Producteur et distributeur de Gaspar Noé depuis Irréversible, Vincent Maraval a présenté lui-même la masterclass du sulfureux cinéaste à la Comédie Odéon de Lyon, dans le cadre du Grand Lyon Film Festival 2016. Lui qui fit même une petite apparition dans Love s’est amusé à rappeler que son metteur en scène cinéphile était aussi un vrai cœur tendre à la larme parfois facile. Sur l’origine de sa passion, Gaspar Noé s’explique :
"Ma cinéphilie, comme pour la plupart des gens, a commencé avec la télé, quand j’étais enfant. Mon premier souvenir de cinéma, c’est Jason et les Argonautes, quand mes parents habitaient à New-York. Je devais avoir trois ans. C’est resté imprimé dans ma tête : je voyais des squelettes se battre et je ne savais pas vraiment ce que c’était. Ma mère était assistante sociale et mon père était peintre, mais ils allaient beaucoup au cinéma, surtout ma mère. A six ans, j’ai vu 2001 : L’odyssée de l’espace. Ça m’avait tellement fasciné que je suis allé le revoir l’année suivante, au moment de sa ressortie. Je voulais le revoir en boucle, peut-être parce que ça a un effet hallucinogène sur un enfant, comme certaines drogues qu’on ne peut pas prendre à cet âge-là..."

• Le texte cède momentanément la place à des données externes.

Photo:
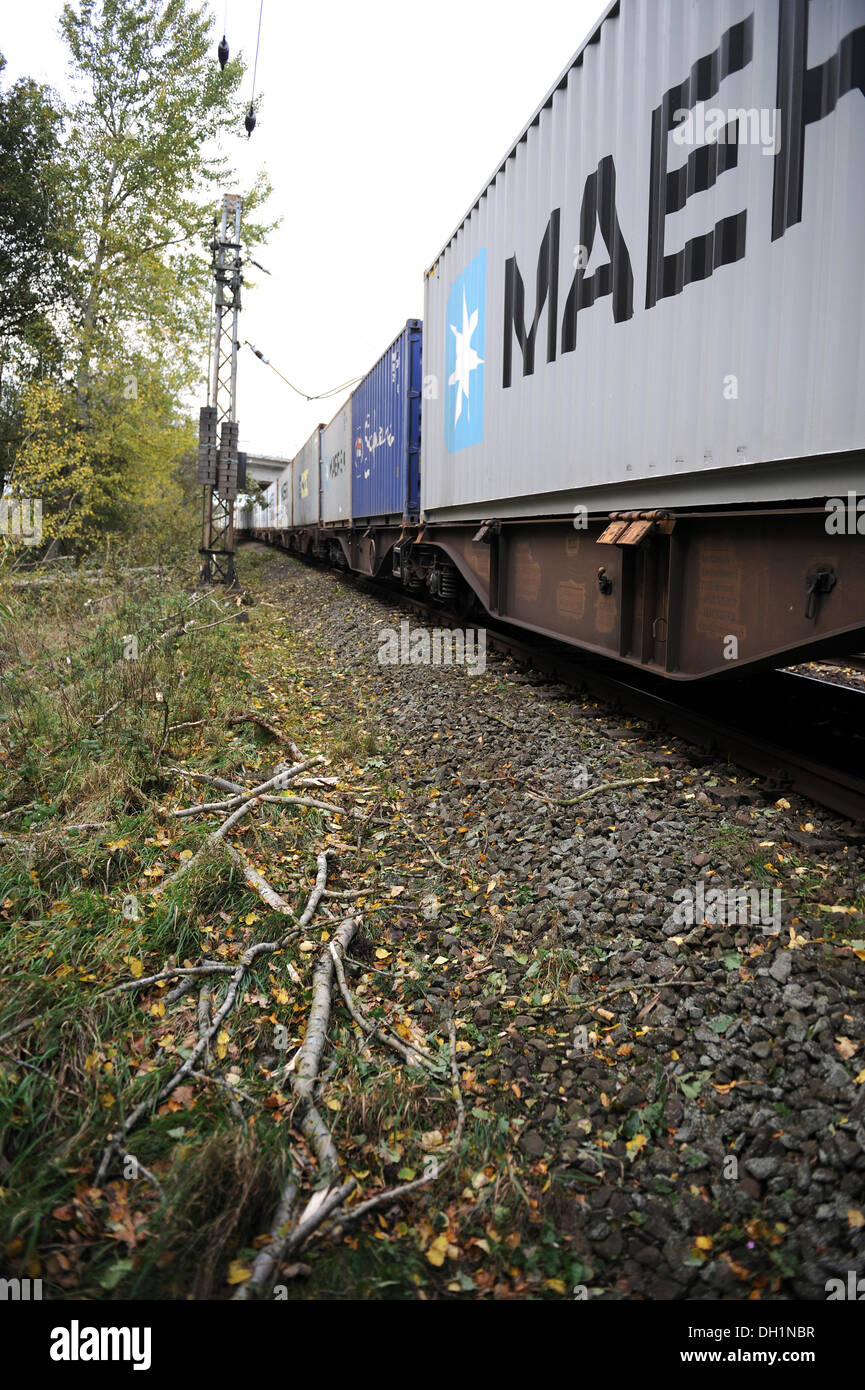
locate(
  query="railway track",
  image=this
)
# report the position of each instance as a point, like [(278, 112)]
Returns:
[(796, 731)]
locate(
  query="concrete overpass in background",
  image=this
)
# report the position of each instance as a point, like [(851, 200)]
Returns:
[(264, 467)]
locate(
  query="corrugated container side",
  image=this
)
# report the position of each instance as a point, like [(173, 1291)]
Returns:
[(385, 428), (659, 296), (337, 467), (305, 474), (283, 499)]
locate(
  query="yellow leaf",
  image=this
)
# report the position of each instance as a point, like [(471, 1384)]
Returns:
[(438, 1250)]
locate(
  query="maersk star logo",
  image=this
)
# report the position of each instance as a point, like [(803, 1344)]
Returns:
[(465, 356)]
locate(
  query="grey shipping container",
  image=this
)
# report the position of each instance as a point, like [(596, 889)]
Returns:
[(305, 481), (280, 496), (337, 467), (659, 295)]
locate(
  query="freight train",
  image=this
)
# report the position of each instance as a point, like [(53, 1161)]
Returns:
[(634, 419)]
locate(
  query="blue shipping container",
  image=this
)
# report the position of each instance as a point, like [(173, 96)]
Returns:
[(385, 432)]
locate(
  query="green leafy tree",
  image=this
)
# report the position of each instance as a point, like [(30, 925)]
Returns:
[(34, 262), (143, 168)]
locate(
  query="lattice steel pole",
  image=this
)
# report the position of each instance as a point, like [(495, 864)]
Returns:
[(219, 421)]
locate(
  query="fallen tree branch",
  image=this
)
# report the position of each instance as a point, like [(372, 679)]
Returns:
[(394, 1194), (237, 976), (410, 1052), (303, 1084)]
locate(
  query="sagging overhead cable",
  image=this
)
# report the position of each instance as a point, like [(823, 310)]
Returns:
[(321, 395), (249, 121)]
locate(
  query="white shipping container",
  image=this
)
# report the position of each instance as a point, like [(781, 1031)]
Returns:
[(305, 481), (280, 502), (659, 296), (337, 467)]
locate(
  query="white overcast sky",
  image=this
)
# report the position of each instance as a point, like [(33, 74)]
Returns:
[(378, 125)]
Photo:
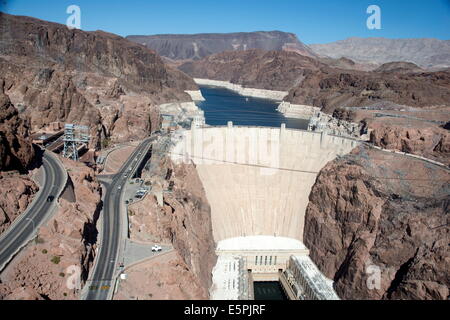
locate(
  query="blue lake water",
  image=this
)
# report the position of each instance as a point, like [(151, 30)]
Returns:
[(223, 105)]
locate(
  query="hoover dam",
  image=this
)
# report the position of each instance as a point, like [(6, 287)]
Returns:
[(257, 181)]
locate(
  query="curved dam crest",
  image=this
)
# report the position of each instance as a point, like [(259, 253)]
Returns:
[(257, 179)]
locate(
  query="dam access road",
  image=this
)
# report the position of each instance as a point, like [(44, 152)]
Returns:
[(25, 227), (114, 229)]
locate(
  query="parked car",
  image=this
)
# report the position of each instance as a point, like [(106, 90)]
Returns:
[(156, 248)]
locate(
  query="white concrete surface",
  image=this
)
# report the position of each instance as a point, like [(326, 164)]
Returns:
[(258, 179), (251, 92)]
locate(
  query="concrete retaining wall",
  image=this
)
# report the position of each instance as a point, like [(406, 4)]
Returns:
[(258, 179)]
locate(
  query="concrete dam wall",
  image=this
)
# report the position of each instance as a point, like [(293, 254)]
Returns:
[(257, 179)]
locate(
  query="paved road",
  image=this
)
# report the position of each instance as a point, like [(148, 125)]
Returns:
[(24, 228), (101, 282)]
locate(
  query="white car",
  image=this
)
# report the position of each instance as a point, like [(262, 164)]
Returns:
[(156, 248)]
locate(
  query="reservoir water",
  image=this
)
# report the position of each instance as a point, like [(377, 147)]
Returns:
[(223, 105)]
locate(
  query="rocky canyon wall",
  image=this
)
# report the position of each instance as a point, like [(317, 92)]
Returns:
[(97, 79), (183, 219)]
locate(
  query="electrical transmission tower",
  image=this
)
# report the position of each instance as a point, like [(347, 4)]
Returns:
[(74, 137)]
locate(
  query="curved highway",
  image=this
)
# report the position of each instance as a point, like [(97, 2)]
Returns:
[(24, 227), (114, 229)]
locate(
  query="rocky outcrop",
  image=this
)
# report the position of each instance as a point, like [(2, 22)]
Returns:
[(63, 251), (92, 78), (198, 46), (166, 277), (270, 70), (16, 150), (182, 219), (374, 213), (427, 53), (251, 92)]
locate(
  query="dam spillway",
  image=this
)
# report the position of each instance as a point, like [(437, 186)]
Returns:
[(258, 179)]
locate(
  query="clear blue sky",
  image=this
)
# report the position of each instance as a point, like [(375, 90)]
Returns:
[(313, 21)]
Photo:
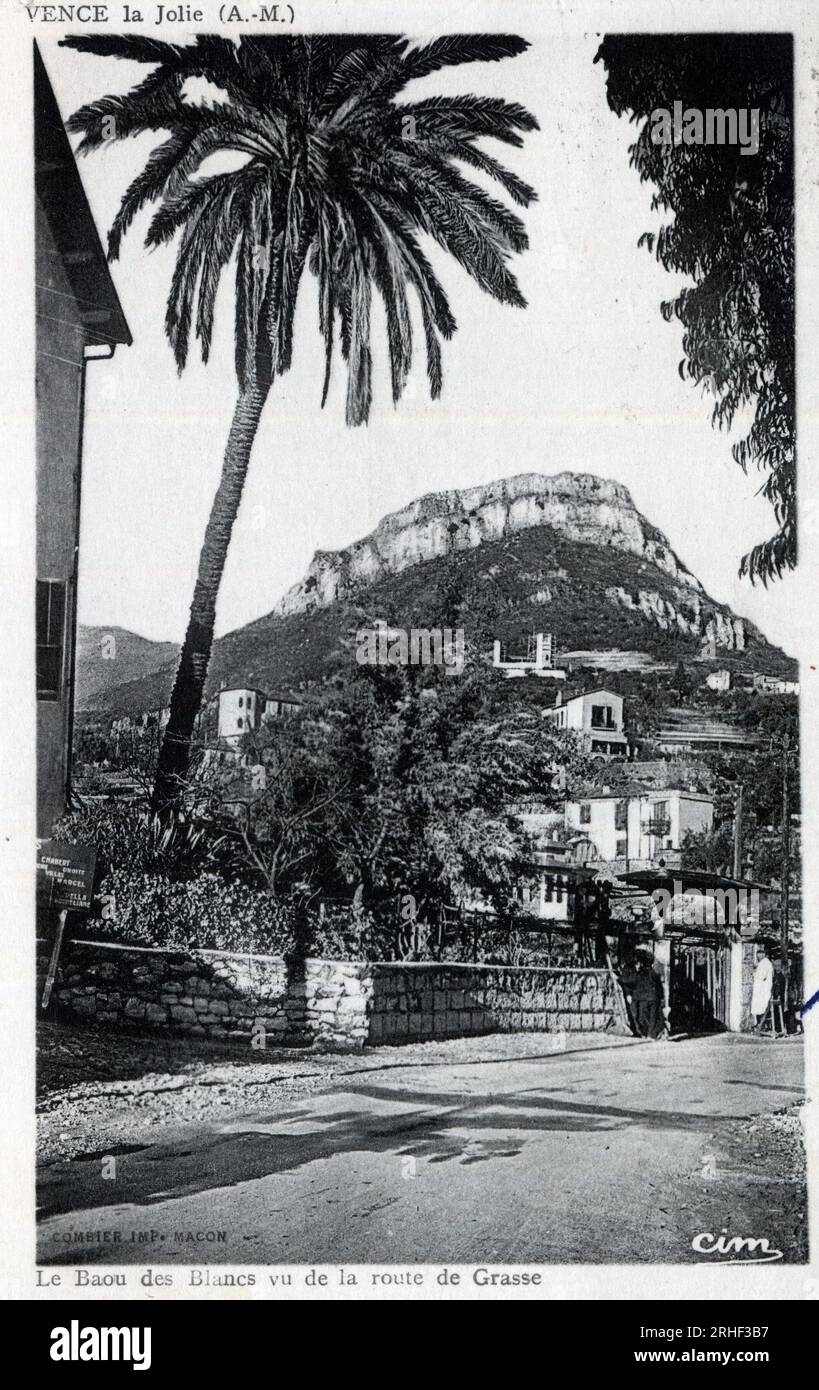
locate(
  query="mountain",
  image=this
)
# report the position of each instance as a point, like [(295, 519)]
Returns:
[(111, 656), (568, 553)]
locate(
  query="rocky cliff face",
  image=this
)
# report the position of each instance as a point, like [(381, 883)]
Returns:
[(577, 505)]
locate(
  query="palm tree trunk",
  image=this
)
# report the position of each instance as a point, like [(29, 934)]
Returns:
[(174, 759)]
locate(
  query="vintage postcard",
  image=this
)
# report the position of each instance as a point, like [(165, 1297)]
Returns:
[(412, 891)]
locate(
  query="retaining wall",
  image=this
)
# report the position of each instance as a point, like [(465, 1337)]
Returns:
[(333, 1004)]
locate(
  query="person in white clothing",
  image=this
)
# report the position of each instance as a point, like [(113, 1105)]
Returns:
[(762, 986)]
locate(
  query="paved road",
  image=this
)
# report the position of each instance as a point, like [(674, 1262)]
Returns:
[(602, 1154)]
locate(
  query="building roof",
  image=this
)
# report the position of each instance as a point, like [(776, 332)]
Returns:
[(598, 690), (64, 203), (691, 879), (637, 792)]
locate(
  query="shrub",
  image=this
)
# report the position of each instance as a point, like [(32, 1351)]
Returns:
[(205, 911)]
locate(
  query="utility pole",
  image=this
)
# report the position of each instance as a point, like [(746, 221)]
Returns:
[(739, 833), (786, 863)]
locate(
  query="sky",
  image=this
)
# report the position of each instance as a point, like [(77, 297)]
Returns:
[(584, 378)]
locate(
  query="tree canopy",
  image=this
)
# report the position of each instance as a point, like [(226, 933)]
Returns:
[(337, 175), (732, 232)]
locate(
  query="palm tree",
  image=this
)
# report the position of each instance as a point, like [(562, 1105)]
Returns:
[(337, 177)]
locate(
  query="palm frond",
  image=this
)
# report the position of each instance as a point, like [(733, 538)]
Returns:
[(330, 180)]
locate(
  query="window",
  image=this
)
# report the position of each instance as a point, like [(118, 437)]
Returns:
[(50, 620)]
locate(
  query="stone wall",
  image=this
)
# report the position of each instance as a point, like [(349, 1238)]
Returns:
[(331, 1004), (413, 1002), (216, 994)]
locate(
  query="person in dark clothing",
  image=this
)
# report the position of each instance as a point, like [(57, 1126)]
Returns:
[(647, 998)]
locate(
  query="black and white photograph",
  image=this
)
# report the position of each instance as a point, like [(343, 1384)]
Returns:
[(422, 626)]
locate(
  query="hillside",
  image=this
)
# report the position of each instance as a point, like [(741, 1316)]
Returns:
[(573, 558)]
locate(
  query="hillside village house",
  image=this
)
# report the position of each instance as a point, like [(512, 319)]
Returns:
[(643, 826), (78, 320), (558, 888), (537, 660), (244, 709), (597, 716)]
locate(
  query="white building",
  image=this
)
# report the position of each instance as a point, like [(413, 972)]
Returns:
[(239, 712), (597, 716), (773, 685), (538, 659), (643, 826), (244, 709), (719, 680)]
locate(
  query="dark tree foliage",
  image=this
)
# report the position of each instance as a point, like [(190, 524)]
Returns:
[(342, 177), (732, 231)]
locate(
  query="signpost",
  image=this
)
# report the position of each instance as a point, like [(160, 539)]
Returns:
[(67, 872)]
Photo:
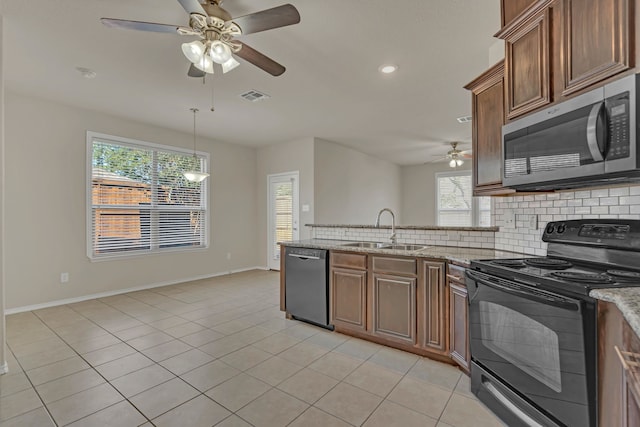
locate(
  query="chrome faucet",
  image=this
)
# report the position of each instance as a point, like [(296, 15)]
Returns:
[(393, 224)]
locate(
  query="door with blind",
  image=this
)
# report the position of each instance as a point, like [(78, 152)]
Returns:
[(283, 213)]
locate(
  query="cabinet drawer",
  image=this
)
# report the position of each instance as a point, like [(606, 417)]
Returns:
[(456, 273), (349, 260), (395, 265)]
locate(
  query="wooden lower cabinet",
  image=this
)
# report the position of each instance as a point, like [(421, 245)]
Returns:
[(458, 331), (349, 299), (433, 300), (458, 316), (401, 302), (394, 308), (618, 369)]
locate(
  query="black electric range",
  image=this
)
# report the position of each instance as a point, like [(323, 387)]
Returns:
[(533, 325)]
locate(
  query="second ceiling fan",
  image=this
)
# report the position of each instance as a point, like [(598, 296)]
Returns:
[(217, 32)]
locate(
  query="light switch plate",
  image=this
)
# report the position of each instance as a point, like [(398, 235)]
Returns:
[(510, 218)]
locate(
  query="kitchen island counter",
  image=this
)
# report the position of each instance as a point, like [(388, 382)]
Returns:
[(446, 253)]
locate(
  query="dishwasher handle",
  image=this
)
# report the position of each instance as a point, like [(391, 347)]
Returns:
[(304, 256)]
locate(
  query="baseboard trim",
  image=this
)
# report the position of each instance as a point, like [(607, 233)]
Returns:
[(124, 291)]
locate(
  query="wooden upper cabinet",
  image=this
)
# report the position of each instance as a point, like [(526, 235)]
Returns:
[(487, 111), (527, 65), (510, 9), (595, 41)]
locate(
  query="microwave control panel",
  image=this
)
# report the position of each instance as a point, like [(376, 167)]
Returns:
[(618, 112)]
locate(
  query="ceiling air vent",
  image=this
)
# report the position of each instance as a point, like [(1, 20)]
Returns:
[(253, 95)]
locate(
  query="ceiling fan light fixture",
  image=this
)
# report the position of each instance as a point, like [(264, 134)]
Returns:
[(194, 51), (229, 65), (388, 68), (220, 52)]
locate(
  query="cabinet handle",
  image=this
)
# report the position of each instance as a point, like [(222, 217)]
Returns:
[(631, 368)]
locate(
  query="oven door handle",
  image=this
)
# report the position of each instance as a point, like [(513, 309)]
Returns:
[(557, 301)]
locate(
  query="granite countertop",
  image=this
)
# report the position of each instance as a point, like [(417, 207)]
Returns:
[(447, 253), (626, 299), (406, 227)]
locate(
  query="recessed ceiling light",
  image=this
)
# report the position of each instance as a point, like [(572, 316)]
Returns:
[(87, 73), (388, 68)]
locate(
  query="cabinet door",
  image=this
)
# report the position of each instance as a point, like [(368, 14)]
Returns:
[(433, 300), (394, 308), (459, 332), (487, 111), (349, 299), (527, 65), (596, 41)]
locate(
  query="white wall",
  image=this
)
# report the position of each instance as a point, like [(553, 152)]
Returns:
[(279, 158), (351, 187), (45, 207), (3, 358), (419, 192)]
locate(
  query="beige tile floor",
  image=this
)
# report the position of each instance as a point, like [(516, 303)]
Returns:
[(216, 352)]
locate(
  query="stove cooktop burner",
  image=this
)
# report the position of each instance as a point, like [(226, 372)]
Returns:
[(624, 276), (554, 263), (513, 263), (581, 277)]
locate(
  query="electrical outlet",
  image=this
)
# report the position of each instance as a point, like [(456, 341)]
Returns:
[(510, 218)]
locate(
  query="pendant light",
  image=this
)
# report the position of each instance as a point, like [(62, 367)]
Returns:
[(195, 176)]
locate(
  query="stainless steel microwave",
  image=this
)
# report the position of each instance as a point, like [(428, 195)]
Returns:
[(586, 140)]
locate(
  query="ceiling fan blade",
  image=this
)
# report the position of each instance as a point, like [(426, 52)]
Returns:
[(139, 25), (192, 6), (249, 54), (195, 72), (276, 17)]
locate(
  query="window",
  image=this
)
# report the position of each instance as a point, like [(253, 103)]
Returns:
[(138, 200), (455, 204)]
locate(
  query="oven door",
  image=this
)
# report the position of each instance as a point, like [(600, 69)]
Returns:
[(534, 342)]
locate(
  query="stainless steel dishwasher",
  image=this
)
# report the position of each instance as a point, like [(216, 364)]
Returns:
[(307, 285)]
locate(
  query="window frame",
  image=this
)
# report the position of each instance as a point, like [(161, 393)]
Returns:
[(145, 145), (475, 200)]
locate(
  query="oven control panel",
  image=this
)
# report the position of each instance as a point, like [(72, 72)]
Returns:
[(611, 233)]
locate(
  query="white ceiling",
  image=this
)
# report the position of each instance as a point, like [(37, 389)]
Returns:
[(332, 88)]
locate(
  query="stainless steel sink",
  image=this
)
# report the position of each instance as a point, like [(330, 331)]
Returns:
[(406, 247), (370, 245), (379, 245)]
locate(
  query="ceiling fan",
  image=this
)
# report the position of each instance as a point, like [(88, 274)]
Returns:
[(455, 156), (217, 31)]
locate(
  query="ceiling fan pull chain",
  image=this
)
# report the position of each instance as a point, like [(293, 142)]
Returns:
[(212, 109)]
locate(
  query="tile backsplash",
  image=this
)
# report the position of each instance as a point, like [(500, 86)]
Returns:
[(616, 202)]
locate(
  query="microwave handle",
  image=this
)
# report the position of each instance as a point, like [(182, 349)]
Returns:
[(592, 136)]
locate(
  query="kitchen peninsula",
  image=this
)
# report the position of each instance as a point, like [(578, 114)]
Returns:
[(410, 295)]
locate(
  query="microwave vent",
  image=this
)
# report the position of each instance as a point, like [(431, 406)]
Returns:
[(515, 167), (550, 163), (254, 95)]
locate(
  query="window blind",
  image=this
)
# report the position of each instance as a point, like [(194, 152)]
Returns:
[(140, 201)]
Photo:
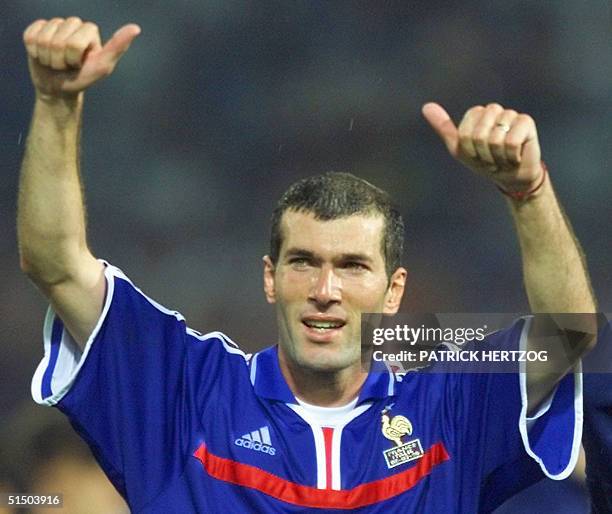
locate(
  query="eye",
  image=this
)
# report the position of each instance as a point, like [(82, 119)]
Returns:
[(355, 266), (299, 262)]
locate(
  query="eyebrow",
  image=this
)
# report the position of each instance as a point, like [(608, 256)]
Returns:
[(301, 252)]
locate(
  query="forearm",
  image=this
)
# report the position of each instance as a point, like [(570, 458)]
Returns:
[(554, 269), (51, 216)]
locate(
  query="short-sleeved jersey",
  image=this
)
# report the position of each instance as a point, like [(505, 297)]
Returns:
[(183, 422), (597, 438)]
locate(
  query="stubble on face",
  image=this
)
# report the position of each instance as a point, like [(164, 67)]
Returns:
[(327, 274)]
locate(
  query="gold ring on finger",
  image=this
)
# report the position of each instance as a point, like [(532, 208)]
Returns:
[(503, 126)]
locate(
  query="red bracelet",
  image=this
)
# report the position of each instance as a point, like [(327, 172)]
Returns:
[(523, 195)]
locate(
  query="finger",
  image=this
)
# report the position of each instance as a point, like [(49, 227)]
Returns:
[(117, 45), (482, 132), (466, 129), (523, 131), (58, 43), (441, 122), (43, 40), (85, 38), (497, 137), (29, 37)]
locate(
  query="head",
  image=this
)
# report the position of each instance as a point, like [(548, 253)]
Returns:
[(335, 249)]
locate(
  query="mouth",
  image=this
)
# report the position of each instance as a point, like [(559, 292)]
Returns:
[(322, 330)]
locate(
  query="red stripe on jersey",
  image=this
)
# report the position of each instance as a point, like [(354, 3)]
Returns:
[(328, 434), (284, 490)]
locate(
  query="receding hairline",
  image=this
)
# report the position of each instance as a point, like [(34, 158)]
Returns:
[(371, 213)]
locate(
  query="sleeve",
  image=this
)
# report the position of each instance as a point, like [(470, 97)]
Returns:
[(517, 450), (597, 439), (135, 391)]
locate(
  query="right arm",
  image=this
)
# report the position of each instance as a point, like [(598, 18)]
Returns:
[(65, 57)]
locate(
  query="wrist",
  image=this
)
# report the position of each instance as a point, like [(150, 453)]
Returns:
[(59, 107), (532, 189)]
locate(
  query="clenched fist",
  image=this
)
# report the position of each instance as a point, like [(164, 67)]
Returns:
[(66, 56), (498, 143)]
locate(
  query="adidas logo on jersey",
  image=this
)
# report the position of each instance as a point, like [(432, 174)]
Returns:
[(258, 440)]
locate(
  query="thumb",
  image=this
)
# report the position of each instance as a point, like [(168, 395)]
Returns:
[(117, 45), (441, 122)]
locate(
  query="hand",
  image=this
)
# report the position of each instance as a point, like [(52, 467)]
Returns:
[(66, 56), (497, 143)]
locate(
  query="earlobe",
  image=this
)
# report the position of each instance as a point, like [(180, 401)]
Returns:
[(269, 285), (395, 293)]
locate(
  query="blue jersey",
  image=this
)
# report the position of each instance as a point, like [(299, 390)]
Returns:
[(597, 439), (183, 422)]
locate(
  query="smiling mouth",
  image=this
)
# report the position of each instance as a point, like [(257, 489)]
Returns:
[(323, 326)]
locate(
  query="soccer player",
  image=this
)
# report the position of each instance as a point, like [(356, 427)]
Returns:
[(185, 422)]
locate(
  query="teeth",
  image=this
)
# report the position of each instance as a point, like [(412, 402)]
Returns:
[(323, 325)]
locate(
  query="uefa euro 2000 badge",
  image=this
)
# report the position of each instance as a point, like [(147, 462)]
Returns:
[(394, 429)]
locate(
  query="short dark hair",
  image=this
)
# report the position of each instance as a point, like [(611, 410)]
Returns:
[(335, 195)]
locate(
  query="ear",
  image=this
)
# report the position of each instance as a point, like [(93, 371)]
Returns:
[(269, 285), (395, 293)]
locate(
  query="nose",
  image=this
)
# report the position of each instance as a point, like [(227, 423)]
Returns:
[(326, 287)]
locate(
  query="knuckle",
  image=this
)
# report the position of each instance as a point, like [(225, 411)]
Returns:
[(496, 142), (57, 46), (525, 118), (474, 110), (43, 40), (89, 25), (480, 138), (512, 143), (74, 46)]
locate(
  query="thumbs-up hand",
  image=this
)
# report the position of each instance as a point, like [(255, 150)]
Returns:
[(66, 56), (497, 143)]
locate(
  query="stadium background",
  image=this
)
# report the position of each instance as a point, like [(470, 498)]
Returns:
[(221, 104)]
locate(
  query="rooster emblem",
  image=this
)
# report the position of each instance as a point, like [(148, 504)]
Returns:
[(395, 428)]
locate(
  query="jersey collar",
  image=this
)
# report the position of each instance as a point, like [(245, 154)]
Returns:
[(268, 380)]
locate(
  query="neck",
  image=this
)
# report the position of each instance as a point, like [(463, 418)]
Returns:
[(323, 388)]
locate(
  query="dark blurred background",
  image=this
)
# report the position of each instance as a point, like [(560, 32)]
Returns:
[(220, 104)]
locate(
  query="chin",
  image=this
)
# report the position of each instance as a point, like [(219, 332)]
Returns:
[(328, 360)]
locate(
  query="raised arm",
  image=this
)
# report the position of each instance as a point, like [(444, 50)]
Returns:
[(65, 57), (502, 145)]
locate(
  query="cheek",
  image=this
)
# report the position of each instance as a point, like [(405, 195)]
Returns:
[(365, 295), (292, 286)]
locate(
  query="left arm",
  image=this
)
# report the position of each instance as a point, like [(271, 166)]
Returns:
[(503, 146)]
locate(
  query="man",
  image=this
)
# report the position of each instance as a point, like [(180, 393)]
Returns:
[(182, 422)]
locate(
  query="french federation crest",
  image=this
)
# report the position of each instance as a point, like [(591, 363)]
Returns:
[(394, 429)]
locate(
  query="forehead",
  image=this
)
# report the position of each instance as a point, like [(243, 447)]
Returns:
[(357, 234)]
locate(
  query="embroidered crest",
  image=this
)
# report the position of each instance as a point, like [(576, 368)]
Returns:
[(394, 429)]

Gaspar Noé, réalisateur de seulement quatre longs métrages depuis 1998, est venu au Festival Lumière pour présenter l’intégrale de sa filmographie. Il est accompagné par le comédien Cyril Roy, qui tenait l’un des premiers rôles du film Enter The Void en 2010. Le réalisateur a une préférence pour les comédiens non professionnels :
"Souvent, j’ai un problème avec les comédiens connus, c’est que je les associe à des films que je n’aime pas !"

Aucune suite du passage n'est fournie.